Wer für Air Force One keinen Oscar kriegt, muss halt Winston Churchill spielen.
Zweiter Weltkrieg, wir schreiben die Zeit nach The King’s Speech, unmittelbar vor/während Dunkirk. England ist im Krieg mit Nazi-Deutschland und der Krieg scheint aussichtslos. Die regierende Conservative Party in London ist nach dem Rücktritt des Premierministers unter Druck der Opposition. Und entgegen der internen Parteiwünsche wird Winston Churchill (Gary Oldman) zum Nachfolger ernannt.
Churchill steht nun vor der Wahl: führt er ein gespaltenes Land zusammen oder tritt er in Friedensgespräche mit Nazi-Deutschland ein?
Frieden ist keine Option
Für den kontroversen Politiker stellt sich diese Wahl jedoch nicht. „Mit einem Tiger kann man nicht verhandeln, wenn man den Kopf schon in dessen Maul hat“, ist Churchills Devise. Damit macht er sich in der eigenen Partei freilich keine Freunde, will doch Lord Halifax (Stephen Dillane) und der Großteil der Partei einen Friedenspakt mit den Deutschen schließen. Und auch beim König George VI (Ben Mendelsohn) steht der kontroverse Politiker nicht wirklich gut.
All das ist an sich eine recht spannende moralische Frage. Besonders im Kontrast mit den Gräueln des Nationalsozialismus ist die Frage nach Friedensverhandlungen mit einem solchen Regime eine interessante Diskussion, denn wir wissen, dass es nicht auf eine friedliche Lösung hinauslaufen wird.
Ich sag „Acting!“, ihr sagt „OSCAR!“
Es gibt einfach eine gewisse Schublade für Oscar-Filme und Darkest Hour von Joe Wright (Atonement, Anna Karenina) passt da ganz komfortabel hinein, ohne wirklich anzuecken.
- Biopic?
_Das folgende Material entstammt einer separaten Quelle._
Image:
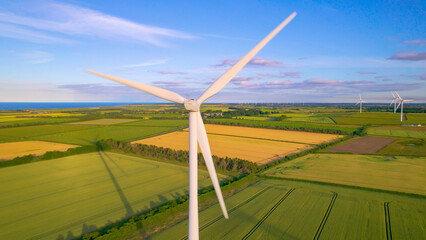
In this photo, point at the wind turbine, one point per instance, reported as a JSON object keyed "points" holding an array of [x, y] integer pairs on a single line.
{"points": [[394, 102], [197, 131], [360, 101], [401, 102]]}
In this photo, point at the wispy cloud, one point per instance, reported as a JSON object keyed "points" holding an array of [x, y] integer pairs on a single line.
{"points": [[74, 20], [171, 72], [147, 64], [366, 73], [255, 62], [38, 57], [409, 56]]}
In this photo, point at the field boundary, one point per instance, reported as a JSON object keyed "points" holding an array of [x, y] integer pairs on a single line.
{"points": [[263, 219], [346, 186], [231, 210], [387, 221], [324, 219]]}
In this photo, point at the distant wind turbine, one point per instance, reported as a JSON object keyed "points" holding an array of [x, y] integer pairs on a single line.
{"points": [[197, 131], [360, 101], [394, 100], [401, 102]]}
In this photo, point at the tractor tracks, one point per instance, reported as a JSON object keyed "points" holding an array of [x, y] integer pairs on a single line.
{"points": [[267, 215], [324, 219]]}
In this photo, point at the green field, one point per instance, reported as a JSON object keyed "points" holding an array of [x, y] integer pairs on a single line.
{"points": [[416, 147], [82, 134], [281, 209], [402, 174], [282, 124], [67, 196], [397, 133]]}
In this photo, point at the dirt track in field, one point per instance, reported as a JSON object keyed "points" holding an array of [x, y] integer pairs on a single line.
{"points": [[369, 144]]}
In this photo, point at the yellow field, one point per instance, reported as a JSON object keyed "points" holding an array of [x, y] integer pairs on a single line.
{"points": [[15, 149], [260, 151], [280, 135]]}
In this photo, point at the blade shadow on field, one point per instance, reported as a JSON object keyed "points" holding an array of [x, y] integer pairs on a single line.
{"points": [[126, 204]]}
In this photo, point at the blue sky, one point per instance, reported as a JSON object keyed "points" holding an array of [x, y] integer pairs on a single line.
{"points": [[331, 52]]}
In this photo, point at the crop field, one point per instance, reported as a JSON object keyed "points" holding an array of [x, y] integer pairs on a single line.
{"points": [[281, 209], [399, 173], [260, 151], [83, 134], [271, 134], [105, 121], [278, 124], [61, 198], [406, 146], [369, 144], [17, 149], [364, 118], [412, 133]]}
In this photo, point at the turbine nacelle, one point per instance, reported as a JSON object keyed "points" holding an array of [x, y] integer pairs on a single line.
{"points": [[192, 105]]}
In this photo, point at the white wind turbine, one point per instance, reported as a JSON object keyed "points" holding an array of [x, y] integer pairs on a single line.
{"points": [[360, 101], [394, 100], [197, 131], [401, 102]]}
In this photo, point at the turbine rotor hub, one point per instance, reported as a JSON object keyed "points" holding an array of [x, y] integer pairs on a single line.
{"points": [[192, 105]]}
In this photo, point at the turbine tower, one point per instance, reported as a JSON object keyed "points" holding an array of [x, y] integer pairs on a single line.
{"points": [[197, 131], [394, 102], [360, 101], [401, 102]]}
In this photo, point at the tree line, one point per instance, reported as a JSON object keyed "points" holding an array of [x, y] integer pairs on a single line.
{"points": [[227, 164]]}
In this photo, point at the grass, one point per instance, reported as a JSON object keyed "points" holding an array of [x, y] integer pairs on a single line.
{"points": [[397, 133], [271, 134], [256, 150], [401, 174], [17, 149], [281, 209], [405, 147], [281, 124], [379, 118], [117, 132], [63, 198]]}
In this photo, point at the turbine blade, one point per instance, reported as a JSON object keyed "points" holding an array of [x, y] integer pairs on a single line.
{"points": [[230, 74], [398, 95], [156, 91], [205, 149], [398, 105]]}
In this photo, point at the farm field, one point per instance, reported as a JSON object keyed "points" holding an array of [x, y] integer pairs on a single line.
{"points": [[64, 197], [17, 149], [282, 124], [412, 133], [405, 146], [375, 118], [260, 151], [282, 209], [399, 173], [104, 121], [83, 134], [368, 144], [271, 134]]}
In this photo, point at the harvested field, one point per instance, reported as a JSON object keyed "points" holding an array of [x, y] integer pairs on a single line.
{"points": [[369, 144], [11, 150], [401, 173], [272, 134], [259, 151], [105, 121], [280, 209], [65, 197]]}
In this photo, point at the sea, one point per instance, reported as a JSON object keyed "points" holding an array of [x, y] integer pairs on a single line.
{"points": [[53, 105]]}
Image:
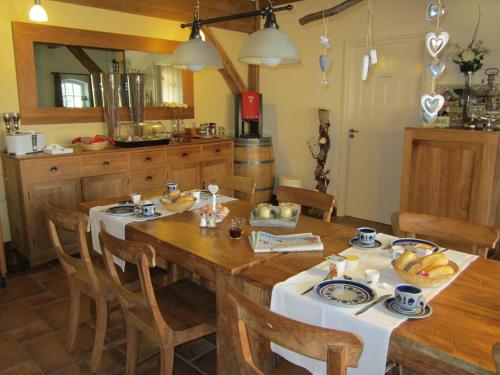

Check!
- 2. Weltkrieg? Check!
- Britischer Adel? Check!
- Schauspiel in viel zu viel Make-Up? Check!
- Inspirierende Rede am Schluss? Check!
Wenn man Darkest Hour im Double Feature mit The King’s Speech schaut könnte man fast meinen, die Nazis wurden rein durch die Reden zweier großer Briten besiegt. Im Vergleich zum unverdienten Oscarsieger The King’s Speech mangelt es aber bei Darkest Hour vorne und hinten an grundlegenden Elementen. So verlaufen Handlungsstränge von Drehbuchautor Anthony McCarthen (Die Entdeckung der Unendlichkeit) im Nichts, Figuren wirken deplatziert und die Oscar-Momente sind selbst für diesen Standard unglaubwürdig.
Wenn Winston Churchill mit der U-Bahn fährt, um das britische Volk zu fragen, ob er aufgeben soll (mehr dazu im aktuellen Podcast), dann kann man nicht mehr von künstlerischer Freiheit sprechen, sondern kommt aus dem Lachen nicht mehr raus.
Und wenn man am Ende des Filmes die gleiche Rede hört, die auch Christopher Nolans Dunkirk beendet hat, respektiert man Nolans (im Vergleich) distanzierten Zugang zum britischen Patriotismus.
Fazit (Wolfgang):
Film: Darkest Hour
Rating:
I say: “ACTING!”,
you say: “OSCAR!”
Gary Oldman ist natürlich ein sehr guter Schauspieler und hat gute Chancen endlich Oscar-Anerkennung zu bekommen. An den Film für den er ihn gewinnen könnte, wird sich aber niemand mehr erinnern.